Ancora una volta gli estremisti di Miami lanciano dardi di odio contro i nostri artisti. Come ha fatto con Haila Maria Mompié il sindaco di questa città ha appena dichiarato persona non grata il cantante cubano Paulo Fernández Gallo, conosciuto come Paulito FG, per via della sua «vicinanza al regime cubano».
Il «castigo», da parte di chi è stato uno dei sostenitori dei tagli agli scambi culturali con gli artisti cubani segnalati come “vicini al Governo”, si deve all’atteggiamento di Paulito, che ha interrotto una chiamata telefonica con cui lo invitavano a partecipare a un concerto anti comunista alla fine della pandemia.
Paulito ha interrotto la conversazione quando ha compreso che si trattava di una manifestazione di quel tipo.
Paulito FGv era andato stato negli Stati Uniti dopo la morte repentina di suo fratello e lì lo hanno bloccato alla frontiera per cui non ha potuto tornare nellIsola.

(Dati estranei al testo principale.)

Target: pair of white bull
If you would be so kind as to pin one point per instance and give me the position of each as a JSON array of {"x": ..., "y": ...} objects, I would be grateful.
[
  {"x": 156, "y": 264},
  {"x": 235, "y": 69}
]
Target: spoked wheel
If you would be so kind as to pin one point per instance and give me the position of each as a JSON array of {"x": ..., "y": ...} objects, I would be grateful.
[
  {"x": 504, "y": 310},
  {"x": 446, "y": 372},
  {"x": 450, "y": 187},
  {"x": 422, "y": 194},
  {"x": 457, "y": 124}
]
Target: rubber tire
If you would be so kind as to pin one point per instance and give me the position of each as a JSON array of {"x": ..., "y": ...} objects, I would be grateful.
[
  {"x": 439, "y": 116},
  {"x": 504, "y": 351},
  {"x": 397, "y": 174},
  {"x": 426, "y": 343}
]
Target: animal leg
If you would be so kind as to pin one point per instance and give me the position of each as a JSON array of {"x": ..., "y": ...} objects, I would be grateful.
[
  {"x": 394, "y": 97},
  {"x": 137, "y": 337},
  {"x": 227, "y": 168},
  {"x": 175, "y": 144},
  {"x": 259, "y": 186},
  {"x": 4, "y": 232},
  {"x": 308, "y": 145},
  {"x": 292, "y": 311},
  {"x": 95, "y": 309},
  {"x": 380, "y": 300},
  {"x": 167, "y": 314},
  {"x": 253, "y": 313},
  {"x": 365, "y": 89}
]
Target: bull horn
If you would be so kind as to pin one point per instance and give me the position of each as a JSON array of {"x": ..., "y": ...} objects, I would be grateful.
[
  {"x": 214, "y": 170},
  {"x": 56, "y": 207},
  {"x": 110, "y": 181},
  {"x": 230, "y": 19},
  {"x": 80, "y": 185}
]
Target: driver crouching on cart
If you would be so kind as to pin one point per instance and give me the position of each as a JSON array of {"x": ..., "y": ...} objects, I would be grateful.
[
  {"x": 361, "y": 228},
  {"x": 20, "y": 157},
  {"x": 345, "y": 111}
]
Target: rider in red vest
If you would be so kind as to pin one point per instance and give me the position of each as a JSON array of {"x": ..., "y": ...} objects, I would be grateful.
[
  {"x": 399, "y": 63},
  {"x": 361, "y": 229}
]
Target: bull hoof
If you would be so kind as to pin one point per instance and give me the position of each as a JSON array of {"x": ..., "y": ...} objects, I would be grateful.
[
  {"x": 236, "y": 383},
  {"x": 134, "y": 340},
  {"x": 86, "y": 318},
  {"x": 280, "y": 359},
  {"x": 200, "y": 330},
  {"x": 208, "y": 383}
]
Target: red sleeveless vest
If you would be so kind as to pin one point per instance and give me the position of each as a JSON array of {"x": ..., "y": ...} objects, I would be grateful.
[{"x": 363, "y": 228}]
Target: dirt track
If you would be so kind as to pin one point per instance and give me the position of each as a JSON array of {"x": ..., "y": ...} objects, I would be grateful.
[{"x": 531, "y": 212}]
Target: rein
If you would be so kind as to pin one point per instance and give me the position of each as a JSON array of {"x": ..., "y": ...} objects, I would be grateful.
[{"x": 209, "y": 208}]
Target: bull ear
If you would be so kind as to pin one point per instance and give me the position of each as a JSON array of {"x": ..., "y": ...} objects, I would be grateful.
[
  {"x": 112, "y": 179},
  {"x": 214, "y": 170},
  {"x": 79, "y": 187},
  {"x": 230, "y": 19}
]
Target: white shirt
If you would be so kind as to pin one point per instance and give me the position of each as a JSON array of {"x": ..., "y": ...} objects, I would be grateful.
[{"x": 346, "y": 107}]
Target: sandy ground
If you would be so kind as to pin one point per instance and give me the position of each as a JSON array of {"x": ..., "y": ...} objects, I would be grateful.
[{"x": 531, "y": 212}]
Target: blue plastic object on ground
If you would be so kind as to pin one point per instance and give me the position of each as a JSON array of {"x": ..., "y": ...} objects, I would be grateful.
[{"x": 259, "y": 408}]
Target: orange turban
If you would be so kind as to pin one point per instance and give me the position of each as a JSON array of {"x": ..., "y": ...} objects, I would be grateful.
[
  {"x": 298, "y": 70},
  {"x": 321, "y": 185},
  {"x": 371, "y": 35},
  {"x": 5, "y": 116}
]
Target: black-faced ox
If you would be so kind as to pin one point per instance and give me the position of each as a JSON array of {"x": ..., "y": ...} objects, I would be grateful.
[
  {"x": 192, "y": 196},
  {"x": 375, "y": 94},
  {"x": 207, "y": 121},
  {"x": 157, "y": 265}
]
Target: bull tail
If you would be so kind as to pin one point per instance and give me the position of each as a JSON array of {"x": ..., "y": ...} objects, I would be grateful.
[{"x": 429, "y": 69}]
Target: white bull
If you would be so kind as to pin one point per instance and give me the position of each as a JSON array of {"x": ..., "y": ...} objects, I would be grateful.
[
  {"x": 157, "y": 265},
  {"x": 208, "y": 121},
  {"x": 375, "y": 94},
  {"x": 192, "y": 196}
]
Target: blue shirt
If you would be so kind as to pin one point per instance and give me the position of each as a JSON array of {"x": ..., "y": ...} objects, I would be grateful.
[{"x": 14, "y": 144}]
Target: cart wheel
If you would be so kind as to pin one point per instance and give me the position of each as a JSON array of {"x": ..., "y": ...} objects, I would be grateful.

Senza rispetto per il suo dolore e per la sua decisione di non partecipare al gioco sporco che fanno da questo paese contro Cuba, l’artista è stato vittima delle campagne di certi figuri impegnati ad impedire le esibizioni di prestigiosi musicisti cubani, perché prima di tutto hanno deciso di vivere e lavorare a Cuba.
A costoro che si fanno pagare per incentivare il linciaggio, si uniscono figuri come il già citato sindaco di Miami e altri accoliti che pretendono di far crollare i ponti di fraternità tra i popoli dei due paesi, soprattutto i ponti tra gli artisti e gli intellettuali, fondati nel valore umano e nel talento.
Sono davvero pochi gli artisti cubani che si fanno comprare con il denaro e altre offerte, come hanno fatto di recente Descemer Bueno e Gente de Zona, che hanno scelto il cammino delle miserabili offese non solo ai nostri attuali dirigenti, ma anche al popolo, dimenticando la statura morale della nostra gente e di coloro che ci rappresentano degnamente. (GM – Granma Int.)